I have been doing the "getting lucid" ritual practice like we talked earlier.  I have tried "faking" an RC to show I was dreaming and practicing my ritual (I would do say a hand check but purposely stick a finger from my other hand inbetween two fingers so it would look like i had extra fingers).  

So far my dreaming experience has been the same as I described before.  Either having very vivid dreams with lots of crazy scenarios and either just remaining ignorant to the fact im dreaming, or a few more times since my first post, realizing something was off, doing and RC, the RC failing, and instead of getting excited Im in a dream I just get instantly distracted by everything else going on.
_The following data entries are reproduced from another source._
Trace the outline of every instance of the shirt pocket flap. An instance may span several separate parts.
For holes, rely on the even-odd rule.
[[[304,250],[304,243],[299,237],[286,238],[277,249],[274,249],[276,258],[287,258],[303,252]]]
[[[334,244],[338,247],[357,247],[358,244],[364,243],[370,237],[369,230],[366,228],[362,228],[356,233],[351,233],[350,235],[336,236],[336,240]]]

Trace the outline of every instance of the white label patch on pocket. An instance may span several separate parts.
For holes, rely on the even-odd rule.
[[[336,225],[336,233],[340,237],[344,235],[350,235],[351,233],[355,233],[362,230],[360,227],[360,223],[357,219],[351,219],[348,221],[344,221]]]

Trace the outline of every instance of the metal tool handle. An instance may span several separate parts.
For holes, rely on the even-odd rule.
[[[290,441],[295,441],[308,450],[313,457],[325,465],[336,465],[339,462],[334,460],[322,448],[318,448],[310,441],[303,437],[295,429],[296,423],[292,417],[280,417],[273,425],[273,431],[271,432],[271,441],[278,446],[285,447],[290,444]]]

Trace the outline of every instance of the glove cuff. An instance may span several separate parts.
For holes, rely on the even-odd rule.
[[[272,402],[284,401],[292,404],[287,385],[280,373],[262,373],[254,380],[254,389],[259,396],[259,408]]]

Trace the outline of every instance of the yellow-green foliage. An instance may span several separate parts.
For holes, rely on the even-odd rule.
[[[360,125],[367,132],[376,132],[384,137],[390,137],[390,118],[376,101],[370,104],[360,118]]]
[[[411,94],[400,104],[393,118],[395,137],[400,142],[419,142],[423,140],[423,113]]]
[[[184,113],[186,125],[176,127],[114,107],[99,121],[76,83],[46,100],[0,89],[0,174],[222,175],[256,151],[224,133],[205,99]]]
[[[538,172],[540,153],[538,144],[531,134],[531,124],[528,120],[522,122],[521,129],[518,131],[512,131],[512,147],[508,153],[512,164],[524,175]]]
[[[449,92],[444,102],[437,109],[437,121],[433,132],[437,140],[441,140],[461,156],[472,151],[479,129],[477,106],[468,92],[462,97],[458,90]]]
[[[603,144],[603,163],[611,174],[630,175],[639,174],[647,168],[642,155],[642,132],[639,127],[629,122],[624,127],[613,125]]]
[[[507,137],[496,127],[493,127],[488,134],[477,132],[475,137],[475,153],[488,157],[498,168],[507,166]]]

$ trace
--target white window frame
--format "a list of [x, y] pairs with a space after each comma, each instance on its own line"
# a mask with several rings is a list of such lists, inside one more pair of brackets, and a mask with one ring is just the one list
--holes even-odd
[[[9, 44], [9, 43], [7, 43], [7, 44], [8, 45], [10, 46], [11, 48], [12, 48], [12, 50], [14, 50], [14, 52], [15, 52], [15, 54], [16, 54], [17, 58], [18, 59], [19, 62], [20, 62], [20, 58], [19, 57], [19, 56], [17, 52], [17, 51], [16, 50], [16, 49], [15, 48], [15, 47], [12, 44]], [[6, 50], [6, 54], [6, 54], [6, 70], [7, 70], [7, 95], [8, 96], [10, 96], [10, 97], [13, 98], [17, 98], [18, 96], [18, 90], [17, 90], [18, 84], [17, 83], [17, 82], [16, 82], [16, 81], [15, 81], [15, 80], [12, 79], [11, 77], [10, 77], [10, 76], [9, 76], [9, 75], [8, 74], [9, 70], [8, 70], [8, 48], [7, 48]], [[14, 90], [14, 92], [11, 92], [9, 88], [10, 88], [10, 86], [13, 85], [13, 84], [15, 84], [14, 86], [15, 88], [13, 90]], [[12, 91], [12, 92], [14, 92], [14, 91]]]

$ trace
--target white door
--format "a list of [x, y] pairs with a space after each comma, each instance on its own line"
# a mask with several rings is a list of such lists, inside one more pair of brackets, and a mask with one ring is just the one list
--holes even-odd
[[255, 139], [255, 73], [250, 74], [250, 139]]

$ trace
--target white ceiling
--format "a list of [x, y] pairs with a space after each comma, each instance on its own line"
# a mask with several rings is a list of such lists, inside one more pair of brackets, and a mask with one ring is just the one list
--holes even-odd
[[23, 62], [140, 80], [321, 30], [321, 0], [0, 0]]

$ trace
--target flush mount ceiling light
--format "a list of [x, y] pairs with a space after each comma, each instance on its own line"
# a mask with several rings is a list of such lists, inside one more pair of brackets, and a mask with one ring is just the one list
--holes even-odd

I just read Hukifs post since you mentioned him about Gravity RC's and a possible Gravity Induction Technique.  Im going to give this a try.  Since almost every night I get the feeling of being heavy and spinning and am very familiar with the feeling of REM muscle atonia, perhaps this might be the gateway for me.  I havent given up, but its just a really hard line to walk.  Especially coming from a Buddhist perspective.  Its difficult to "WANT" to Lucid Dream without attachment, yet a strong desire is needed for it to happen so its kind of contradictory.  Likewise when you put in the effort and dont see results, its hard to know how to direct those feelings in a positive way.

----------


## FryingMan

One other approach I wanted to recommend: really focus on how much you enjoy your very vivid dreams.  Build really strong deep feelings of joy and accomplishment at your recall and these wonderful dreaming experiences.   It is entirely possible that wanting a lot (and feeling conflicted about the wanting) and not achieving it has set up some sort of block.    Building strong, completely positive emotions and a mindset around dreaming may be what remains to let you finally break through to the LDs you're desiring.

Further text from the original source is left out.